At a glance
Total revenue split by customer device (mobile / tablet / desktop) at order placement, captured from Storefront API order metadata plus server-side user-agent inference. Critical for prioritising mobile-vs-desktop checkout investment, mobile is over 60% of traffic on most BC stores but often 40-50% of revenue; that gap is your optimisation target.
| What it counts | SUM(total_inc_tax) GROUP BY device_type over the period, where device_type ∈ {mobile, tablet, desktop, unknown}. Classification comes from Storefront API order metadata or server-side user-agent inference at checkout. |
| VAT / tax treatment | Tax-inclusive (total_inc_tax). |
| Shipping | Included. |
| Discounts | Already deducted. |
| Refunds | Not deducted (gross). |
| Cancelled / voided orders | Included. |
| Currency | Multi-currency without FX. Filter by currency for clean comparison. |
| Channels / sources | Web channel only by default (channel_id = 1). POS orders have no device dimension; marketplace orders set device_type = unknown. |
| Device classification gotcha | Best-effort signal. Tablets occasionally mis-classify as desktop (iPad Pro with desktop-mode); mobile in-app browsers (Instagram, Facebook) classify as mobile but behave differently from native browsers. |
| Reconcile against GA4 | Cross-reference google_analytics.ga_revenue_by_device; BC and GA4 should agree to ±5-10%. |
| B2B Edition note | B2B portal orders default to desktop unless using a mobile field-sales app. B2B AOV is typically much higher. |
| Time window | 30D (rolling 30 days, vs prior 30 day comparison) |
| Alert trigger | None on this card directly. |
| Roles | owner, marketing |
Calculation
Calculated automatically from your BigCommerce data. See the At a glance summary above for what the metric tracks and the worked example below for a typical reading.Worked example
A US fashion brand on BigCommerce Pro, web channel only. 30-day window 14 Apr 26 to 14 May 26.| Device | Sessions | Conversion rate | Orders | AOV | Revenue | Share | vs prior 30d |
|---|---|---|---|---|---|---|---|
| Mobile | 184,000 | 1.42% | 2,613 | $58 | $151,554 | 38.5% | +6.2% |
| Tablet | 22,000 | 2.01% | 442 | $74 | $32,708 | 8.3% | +1.4% |
| Desktop | 88,000 | 3.84% | 3,379 | $62 | $209,498 | 53.2% | +2.8% |
| Unknown | n/a | n/a | 24 | $51 | $1,224 | 0.3% | n/a |
| Total | 294,000 | 2.20% | 6,458 | $60.95 | $394,984 | 100% | +3.8% |
- Mobile has 63% of sessions but only 39% of revenue. Classic mobile-conversion gap. Desktop converts 2.7× better than mobile (3.84% vs 1.42%); even though desktop traffic is half of mobile, it generates more revenue. The optimisation target: closing the mobile conversion gap from 1.42% to 2.0%+ would add ~$60k/month of revenue at no traffic cost.

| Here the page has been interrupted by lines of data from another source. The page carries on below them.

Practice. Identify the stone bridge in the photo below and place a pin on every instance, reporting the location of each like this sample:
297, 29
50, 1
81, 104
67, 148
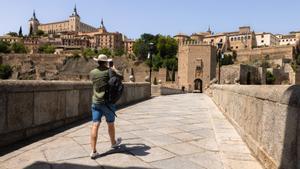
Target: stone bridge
45, 125
179, 131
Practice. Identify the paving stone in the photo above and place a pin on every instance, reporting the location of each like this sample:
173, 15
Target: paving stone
238, 164
10, 155
191, 134
176, 163
69, 151
153, 154
167, 130
208, 144
162, 140
208, 160
121, 160
25, 159
183, 148
78, 163
184, 136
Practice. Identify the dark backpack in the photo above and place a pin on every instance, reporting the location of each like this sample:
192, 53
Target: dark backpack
115, 88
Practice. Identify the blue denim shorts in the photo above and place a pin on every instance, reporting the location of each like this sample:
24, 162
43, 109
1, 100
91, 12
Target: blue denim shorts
107, 110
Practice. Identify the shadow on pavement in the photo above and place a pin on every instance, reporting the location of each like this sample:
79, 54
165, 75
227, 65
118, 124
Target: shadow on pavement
290, 153
41, 136
139, 150
45, 165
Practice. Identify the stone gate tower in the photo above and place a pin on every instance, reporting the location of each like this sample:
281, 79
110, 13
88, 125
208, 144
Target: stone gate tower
33, 24
196, 65
74, 21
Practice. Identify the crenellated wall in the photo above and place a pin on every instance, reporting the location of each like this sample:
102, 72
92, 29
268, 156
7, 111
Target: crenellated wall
28, 108
267, 118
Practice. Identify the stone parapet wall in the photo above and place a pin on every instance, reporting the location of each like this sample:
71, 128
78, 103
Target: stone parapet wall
28, 108
158, 90
267, 119
278, 52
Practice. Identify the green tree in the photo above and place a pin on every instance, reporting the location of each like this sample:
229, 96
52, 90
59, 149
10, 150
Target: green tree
4, 47
298, 59
227, 60
105, 51
155, 81
5, 71
270, 78
167, 46
20, 32
40, 33
46, 48
141, 46
13, 34
88, 52
119, 52
170, 63
18, 48
30, 30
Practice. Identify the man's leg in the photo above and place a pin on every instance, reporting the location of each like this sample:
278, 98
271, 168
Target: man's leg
94, 135
111, 132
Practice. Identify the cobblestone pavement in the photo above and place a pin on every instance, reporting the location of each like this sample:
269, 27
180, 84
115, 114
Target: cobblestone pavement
179, 131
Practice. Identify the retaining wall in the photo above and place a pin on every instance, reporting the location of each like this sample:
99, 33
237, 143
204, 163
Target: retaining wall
267, 118
28, 108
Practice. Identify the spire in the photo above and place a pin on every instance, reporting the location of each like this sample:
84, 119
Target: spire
102, 23
75, 11
34, 16
209, 29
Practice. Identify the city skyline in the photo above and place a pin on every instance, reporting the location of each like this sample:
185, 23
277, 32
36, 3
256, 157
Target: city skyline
133, 18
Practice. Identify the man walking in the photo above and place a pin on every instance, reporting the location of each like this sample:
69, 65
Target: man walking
100, 77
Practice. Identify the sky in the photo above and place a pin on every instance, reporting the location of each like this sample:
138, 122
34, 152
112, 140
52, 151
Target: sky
166, 17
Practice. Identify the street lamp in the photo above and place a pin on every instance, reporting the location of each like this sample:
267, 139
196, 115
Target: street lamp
220, 45
151, 47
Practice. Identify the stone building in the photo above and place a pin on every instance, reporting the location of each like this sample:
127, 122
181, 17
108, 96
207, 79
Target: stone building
73, 33
73, 24
101, 38
196, 65
181, 37
244, 38
10, 39
128, 46
265, 39
289, 39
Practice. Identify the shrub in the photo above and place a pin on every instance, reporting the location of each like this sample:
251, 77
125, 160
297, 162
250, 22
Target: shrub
46, 48
4, 47
5, 71
18, 48
270, 78
155, 81
227, 60
298, 59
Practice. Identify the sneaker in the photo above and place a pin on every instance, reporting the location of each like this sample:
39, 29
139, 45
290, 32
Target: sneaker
118, 142
93, 155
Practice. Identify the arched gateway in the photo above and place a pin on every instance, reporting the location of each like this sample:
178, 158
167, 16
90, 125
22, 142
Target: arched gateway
198, 85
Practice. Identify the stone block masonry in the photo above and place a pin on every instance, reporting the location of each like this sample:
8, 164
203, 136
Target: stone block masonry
267, 118
28, 108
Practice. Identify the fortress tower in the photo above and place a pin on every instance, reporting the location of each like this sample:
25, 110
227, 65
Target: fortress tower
196, 65
33, 24
74, 21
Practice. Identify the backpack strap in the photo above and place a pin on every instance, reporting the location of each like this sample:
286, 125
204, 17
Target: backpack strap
110, 73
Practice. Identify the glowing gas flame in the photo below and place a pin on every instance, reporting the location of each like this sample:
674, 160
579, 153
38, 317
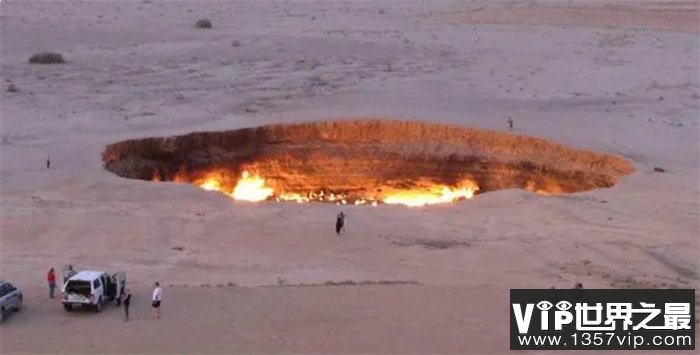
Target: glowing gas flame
251, 188
435, 195
254, 188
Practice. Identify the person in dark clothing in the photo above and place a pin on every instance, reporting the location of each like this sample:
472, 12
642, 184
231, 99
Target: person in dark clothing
340, 222
51, 279
126, 300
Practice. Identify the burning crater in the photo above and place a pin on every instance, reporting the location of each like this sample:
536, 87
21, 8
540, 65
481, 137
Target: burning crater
363, 162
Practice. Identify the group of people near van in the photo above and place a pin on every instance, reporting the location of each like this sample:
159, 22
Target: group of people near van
157, 295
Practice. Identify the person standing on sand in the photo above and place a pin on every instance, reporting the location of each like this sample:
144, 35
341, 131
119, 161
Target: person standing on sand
51, 279
340, 223
126, 299
157, 297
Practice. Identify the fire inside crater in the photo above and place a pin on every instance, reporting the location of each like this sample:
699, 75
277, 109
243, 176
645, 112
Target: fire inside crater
363, 162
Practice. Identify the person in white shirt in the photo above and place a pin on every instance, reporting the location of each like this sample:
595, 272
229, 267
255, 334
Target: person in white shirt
157, 297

- Tablet is the highest-conversion segment (2.01% on a smaller base). Tablet users are typically older, more deliberate, on a couch with WiFi, less abandonment, higher AOV (58 mobile). Don’t ignore tablet UX; the conversion rate justifies attention.
- Mobile AOV at 62 is a small gap. Many BC stores see a much wider AOV gap (mobile -25% vs desktop) because of one-handed scrolling, fat-finger errors, and inability to comfortably review cart. A $4 gap suggests this merchant has done good mobile-cart work; the conversion gap is the bigger opportunity.
- Mobile growth at +6.2% on a 38% share means mobile is the marginal growth engine. Desktop +2.8% is decelerating relative to traffic share. The gap will close over time; planning should assume mobile is the primary surface within 12-18 months.
- The “Unknown” bucket at 0.3% is acceptable noise. If unknown rises above 2%, the storefront’s device-detection script may have broken, audit the Storefront API integration.
- Mobile checkout audit this week. Common wins: Apple Pay / Google Pay one-tap (typically +20-40% mobile conversion), shorter form fields, sticky cart summary, address autocomplete.
- Mobile PDP audit this week. Big-button hero image, clear price + Add to Cart above the fold, sticky add-to-cart bar on scroll.
- Mobile speed test. Run PageSpeed Insights on top-3 product pages; aim for LCP <2.5s on 4G mobile.
- A/B test one mobile UX change per month, measure the conversion-rate delta in this card.
- Desktop holdover, don’t sacrifice desktop conversion for mobile gains; track both side-by-side after each change.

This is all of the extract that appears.